"Un soneto me manda hacer Violante
que en mi vida me he visto en tanto aprieto;
catorce versos dicen que es soneto;
burla burlando van los tres delante".

Escribir una reseña de una de las figuras más prominentes de la lengua española en nuestros días, constituye a las claras un reto enorme, acaso comparable con el que refiere el “Fénix de los ingenios” en su célebre poema.

La forma italianizante del soneto “Los Sueños de Petrarca”, llega en España al paroxismo con los grandes autores del “siglo de oro”; era, por lo consiguiente, un modelo de composición idiomático y poético relativamente reciente en el ámbito cultural propio a aquel fraile de pasado mundano.

En los días que corren, careciendo yo por lo demás de la enorme vena de artífice de palabras que le era propio a Lope de Vega, el reto resulta no equivalente sino de una mucho mayor envergadura.

El sentido ritual de la vida, emblematizado como en pocas ocasiones en la liturgia de la Iglesia de Roma: “La obra de teatro perfecta”, al decir de Tennesee Williams, se nutre en los misterios órficos de la antigüedad pagana.

“El verdadero amor- decía Oscar Wilde- es como los fantasmas: todos hablan de ellos pero sólo pocos, muy pocos los han visto", y, en los días que corren, son escasos, muy escasos, o tan sólo Manuel Lozano Gombault, quien ha logrado con su poesía rescatar en sentido ritual propio a los ritos eleusianos.

Nominado en varias ocasiones al premio Nobel de literatura, con 156 distinciones nacionales e internacionales, y considerado por la eximia Susan Sontag como el más prominente poeta vivo en lengua española, la riqueza de composición idiomática de su obra nos transporta al unísono al renacimiento de Bocaccio y a las proyecciones propias de los “quantas” dilucidados por Niels Böhr que, al margen de sus enormes consideraciones en el ámbito de las ciencias físicas, en la filosofía de la historia conducen, por medio de Walter Benjamín, a la sorprendente conclusión de que, si bien la historia no puede ser cambiada, puede en cambio, sí, ser resignificada.

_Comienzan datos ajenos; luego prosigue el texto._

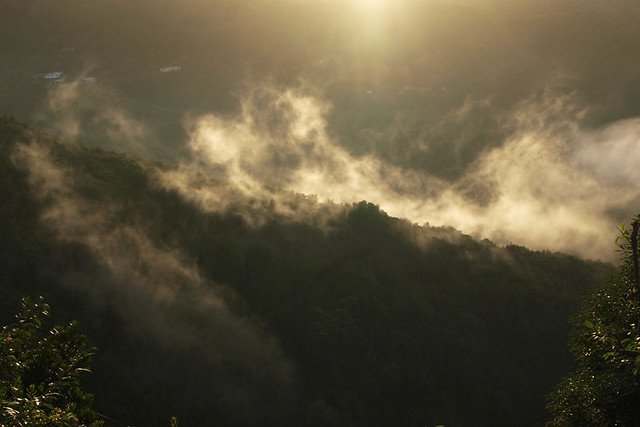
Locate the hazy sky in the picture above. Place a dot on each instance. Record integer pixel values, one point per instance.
(511, 120)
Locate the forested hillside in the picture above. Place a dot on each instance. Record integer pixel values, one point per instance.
(325, 314)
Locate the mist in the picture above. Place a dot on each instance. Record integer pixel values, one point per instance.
(551, 184)
(158, 292)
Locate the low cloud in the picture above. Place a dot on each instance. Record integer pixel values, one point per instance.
(550, 184)
(157, 290)
(85, 108)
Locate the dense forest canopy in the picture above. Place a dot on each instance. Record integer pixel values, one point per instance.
(337, 315)
(317, 212)
(477, 114)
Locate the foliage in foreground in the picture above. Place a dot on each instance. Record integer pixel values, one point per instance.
(39, 373)
(605, 389)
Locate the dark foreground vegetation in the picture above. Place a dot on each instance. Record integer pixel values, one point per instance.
(366, 320)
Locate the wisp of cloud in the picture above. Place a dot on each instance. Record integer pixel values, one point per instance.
(551, 184)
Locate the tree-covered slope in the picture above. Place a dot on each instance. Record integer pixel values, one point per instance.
(352, 318)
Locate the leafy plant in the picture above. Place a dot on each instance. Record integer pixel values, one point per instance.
(39, 373)
(605, 389)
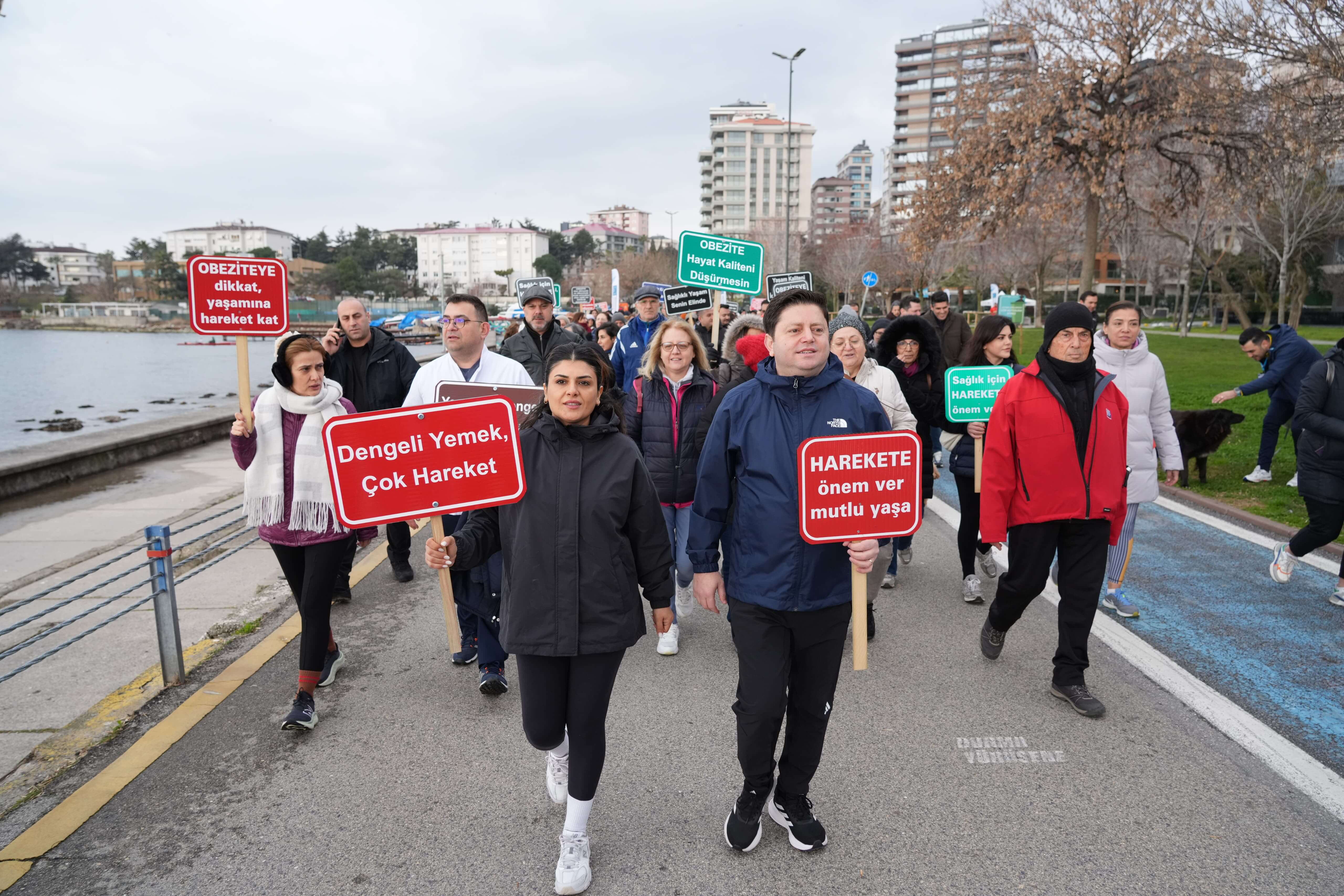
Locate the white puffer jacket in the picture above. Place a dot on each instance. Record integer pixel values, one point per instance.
(1142, 379)
(882, 382)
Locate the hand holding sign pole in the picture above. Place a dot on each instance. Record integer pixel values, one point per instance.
(853, 488)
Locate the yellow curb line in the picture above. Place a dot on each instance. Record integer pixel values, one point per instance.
(80, 806)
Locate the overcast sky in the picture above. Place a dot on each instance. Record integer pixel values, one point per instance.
(136, 117)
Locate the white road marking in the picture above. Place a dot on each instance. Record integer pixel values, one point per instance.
(1246, 535)
(1285, 758)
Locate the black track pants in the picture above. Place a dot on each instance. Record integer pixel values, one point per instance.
(570, 694)
(788, 666)
(311, 573)
(1083, 572)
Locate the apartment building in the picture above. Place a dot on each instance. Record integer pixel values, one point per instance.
(229, 238)
(464, 260)
(750, 175)
(931, 69)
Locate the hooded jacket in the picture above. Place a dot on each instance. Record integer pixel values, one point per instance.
(389, 371)
(748, 491)
(1142, 379)
(1289, 359)
(1030, 472)
(1320, 413)
(664, 430)
(579, 547)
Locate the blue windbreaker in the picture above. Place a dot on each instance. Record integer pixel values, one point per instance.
(1285, 366)
(628, 351)
(748, 487)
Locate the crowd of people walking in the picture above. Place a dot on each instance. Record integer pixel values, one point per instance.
(676, 453)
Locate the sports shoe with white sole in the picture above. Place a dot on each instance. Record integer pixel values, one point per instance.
(971, 589)
(573, 874)
(669, 645)
(988, 565)
(1284, 563)
(685, 601)
(558, 778)
(1116, 601)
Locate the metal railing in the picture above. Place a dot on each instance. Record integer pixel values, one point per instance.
(169, 567)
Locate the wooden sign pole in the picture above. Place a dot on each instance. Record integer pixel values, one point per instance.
(244, 382)
(445, 586)
(859, 586)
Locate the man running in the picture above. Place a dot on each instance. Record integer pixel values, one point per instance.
(790, 601)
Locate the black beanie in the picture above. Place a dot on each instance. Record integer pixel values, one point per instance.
(1065, 316)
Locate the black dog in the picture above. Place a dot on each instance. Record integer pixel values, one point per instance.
(1201, 433)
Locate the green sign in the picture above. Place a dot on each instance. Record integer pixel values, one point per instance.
(970, 393)
(721, 263)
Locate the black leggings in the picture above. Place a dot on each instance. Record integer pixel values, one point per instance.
(968, 531)
(311, 573)
(570, 694)
(1323, 526)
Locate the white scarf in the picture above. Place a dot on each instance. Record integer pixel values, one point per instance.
(312, 508)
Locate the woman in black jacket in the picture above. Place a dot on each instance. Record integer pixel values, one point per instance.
(577, 550)
(990, 346)
(663, 410)
(1320, 467)
(912, 348)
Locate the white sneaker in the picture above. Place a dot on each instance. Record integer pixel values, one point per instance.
(1281, 570)
(987, 565)
(572, 872)
(669, 641)
(558, 778)
(971, 589)
(685, 601)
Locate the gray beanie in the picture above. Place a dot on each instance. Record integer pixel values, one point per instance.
(850, 319)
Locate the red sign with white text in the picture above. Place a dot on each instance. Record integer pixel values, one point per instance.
(859, 487)
(238, 296)
(420, 461)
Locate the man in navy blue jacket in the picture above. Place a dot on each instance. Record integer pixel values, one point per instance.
(1284, 358)
(790, 601)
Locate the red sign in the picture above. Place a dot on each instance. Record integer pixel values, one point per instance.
(859, 487)
(525, 397)
(238, 296)
(420, 461)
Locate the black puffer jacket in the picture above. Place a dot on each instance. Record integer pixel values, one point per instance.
(666, 429)
(924, 390)
(1320, 413)
(579, 547)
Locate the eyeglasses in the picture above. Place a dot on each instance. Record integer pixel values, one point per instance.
(458, 323)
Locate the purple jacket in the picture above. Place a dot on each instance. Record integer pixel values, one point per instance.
(245, 449)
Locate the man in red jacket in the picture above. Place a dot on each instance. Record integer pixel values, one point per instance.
(1054, 480)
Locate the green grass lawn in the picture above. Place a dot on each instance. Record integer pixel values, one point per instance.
(1197, 370)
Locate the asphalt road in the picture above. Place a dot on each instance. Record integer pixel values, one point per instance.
(414, 784)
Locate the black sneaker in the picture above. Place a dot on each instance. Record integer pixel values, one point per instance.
(303, 714)
(742, 828)
(1080, 699)
(492, 680)
(402, 570)
(991, 641)
(467, 655)
(334, 662)
(794, 813)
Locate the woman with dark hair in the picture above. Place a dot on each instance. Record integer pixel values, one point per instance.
(912, 348)
(579, 549)
(288, 496)
(990, 346)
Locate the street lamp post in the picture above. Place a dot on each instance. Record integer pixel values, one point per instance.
(788, 167)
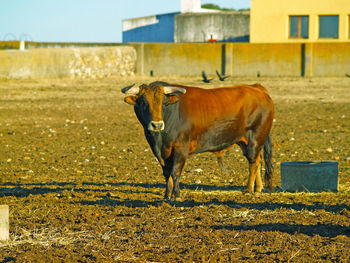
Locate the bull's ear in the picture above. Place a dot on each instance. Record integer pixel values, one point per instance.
(172, 99)
(130, 100)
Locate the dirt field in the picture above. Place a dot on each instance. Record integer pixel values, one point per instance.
(83, 185)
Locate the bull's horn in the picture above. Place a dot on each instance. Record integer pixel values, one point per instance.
(131, 89)
(174, 89)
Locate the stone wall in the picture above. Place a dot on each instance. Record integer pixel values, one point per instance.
(90, 62)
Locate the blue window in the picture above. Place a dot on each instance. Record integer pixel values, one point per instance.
(299, 26)
(328, 26)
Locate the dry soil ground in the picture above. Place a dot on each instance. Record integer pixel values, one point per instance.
(83, 186)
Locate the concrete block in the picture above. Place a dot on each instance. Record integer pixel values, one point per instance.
(4, 222)
(309, 176)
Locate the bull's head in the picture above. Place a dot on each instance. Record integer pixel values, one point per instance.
(150, 102)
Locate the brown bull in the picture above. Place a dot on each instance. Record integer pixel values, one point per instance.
(179, 121)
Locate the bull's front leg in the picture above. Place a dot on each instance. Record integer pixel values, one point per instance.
(178, 165)
(167, 168)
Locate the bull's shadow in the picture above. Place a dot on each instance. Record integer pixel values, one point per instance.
(114, 201)
(325, 230)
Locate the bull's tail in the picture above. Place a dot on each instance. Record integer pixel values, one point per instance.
(268, 163)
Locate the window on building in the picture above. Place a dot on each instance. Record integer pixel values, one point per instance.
(329, 26)
(298, 26)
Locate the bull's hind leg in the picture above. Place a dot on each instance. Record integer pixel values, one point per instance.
(169, 181)
(251, 151)
(258, 181)
(172, 171)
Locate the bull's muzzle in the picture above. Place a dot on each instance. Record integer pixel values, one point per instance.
(156, 126)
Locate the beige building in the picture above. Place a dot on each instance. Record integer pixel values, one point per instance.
(281, 21)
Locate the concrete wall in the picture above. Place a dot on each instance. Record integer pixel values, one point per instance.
(68, 62)
(221, 26)
(269, 19)
(161, 59)
(244, 59)
(177, 59)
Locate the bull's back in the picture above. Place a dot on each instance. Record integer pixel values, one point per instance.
(203, 106)
(219, 117)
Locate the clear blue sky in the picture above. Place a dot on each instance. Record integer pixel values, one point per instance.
(82, 20)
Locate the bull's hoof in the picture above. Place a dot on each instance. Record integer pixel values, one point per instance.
(177, 199)
(248, 192)
(259, 190)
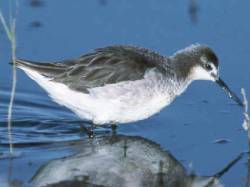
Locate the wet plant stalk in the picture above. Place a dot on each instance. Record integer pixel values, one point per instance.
(246, 126)
(10, 32)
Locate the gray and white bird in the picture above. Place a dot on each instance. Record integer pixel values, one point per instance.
(121, 83)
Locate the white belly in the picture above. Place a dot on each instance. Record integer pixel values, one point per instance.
(122, 102)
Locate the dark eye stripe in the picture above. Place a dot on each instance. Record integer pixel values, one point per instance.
(208, 67)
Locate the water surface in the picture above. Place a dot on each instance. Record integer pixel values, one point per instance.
(202, 128)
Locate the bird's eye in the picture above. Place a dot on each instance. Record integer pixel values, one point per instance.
(208, 67)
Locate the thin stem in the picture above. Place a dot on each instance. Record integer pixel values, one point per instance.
(13, 90)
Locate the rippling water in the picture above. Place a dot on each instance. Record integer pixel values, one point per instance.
(202, 128)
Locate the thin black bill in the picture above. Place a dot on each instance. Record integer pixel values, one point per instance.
(232, 95)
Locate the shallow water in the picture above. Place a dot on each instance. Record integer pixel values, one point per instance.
(202, 128)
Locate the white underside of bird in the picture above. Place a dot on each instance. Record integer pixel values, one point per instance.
(122, 102)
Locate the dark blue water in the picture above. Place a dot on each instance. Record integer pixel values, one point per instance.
(60, 29)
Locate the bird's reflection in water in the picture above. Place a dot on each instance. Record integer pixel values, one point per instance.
(121, 161)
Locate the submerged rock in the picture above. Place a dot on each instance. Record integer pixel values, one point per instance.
(122, 161)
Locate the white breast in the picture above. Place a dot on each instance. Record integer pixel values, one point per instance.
(122, 102)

Las palabras mismas, en la poesía de Manuel Lozano, adquieren un sentido misterioso que supera por mucho a su exactitud semántica: “como el griego afirma en el Cratilo” al decir de su siempre entrañable amigo Jorge Luis Borges, dando palabras como “rosa o Nilo”, un alcance misterioso que va más allá de la rosa misma o de las caudalosas aguas que recorren el continente africano.

En lo personal le debo a Manuel Lozano, el haberme atribuido un noble y gentil pasado totémico, cargado de la enorme simbología que viene del ritual pagano cristianizado por los sabios congregados en los concilios de la primeria edad media, proyectado acaso a un futuro sideral quántico con la enorme esperanza que albergó en el corazón de los hombres durante el renacimiento del “cuatrocientos” plasmado en los frescos de Giotto:

Antílope de seda
para Alberto Peralta Merino
Está bajando el agua negra de los surtidores.
Trae miel y acíbar de las orillas del Eufrates.
La pelambre vaga en las praderas
aturdida de sol, de noche, de boca herida
por la sed.
No hay huellas entre los pastizales.
Las doce siervas de Penélope han visto uno
(o creen haber visto uno)
a través de las cruentas celosías de hierro.
Piensan que es presagio del regreso de Ulises.
Un teólogo de Antioquía está dibujándolo
(con la escrupulosa manía del descubridor)
en su cueva de eremita.
Desde la sombra roja, alcanza a divisar
la forma primordial de la especie.
¿Quién mira a quién, antílope de certidumbres?
¿Qué nos desune, tierra que amamantas,
madre terrestre, madre sangre?
¿Cuál es la llaga magnífica
que nos arroja
al áspero camino de las ciénagas?

Manuel Lozano Gombault

No me cansaré nunca de asumir un mérito que me es ajeno, pero que, precisamente, como dijeran las historias de promisión de la teología de Agustín de Hipona es una “Gratia” gratis dada, en esta ocasión por Manuel Lozano, aunque acaso por él como intermediario de un soplo divino de inspiración, que pueda muy bien reconfigurar tanto el retorno a Ítaca de Ulises como, acaso, la primogenitura cedida por Esaú a Jacob.

Ignoró si puedo afirmar que estoy en el segundo de los tercetos, o si voy los trece versos acabando, pero aún si al contarse no son catorce, está el mejor de mis esfuerzos concluido.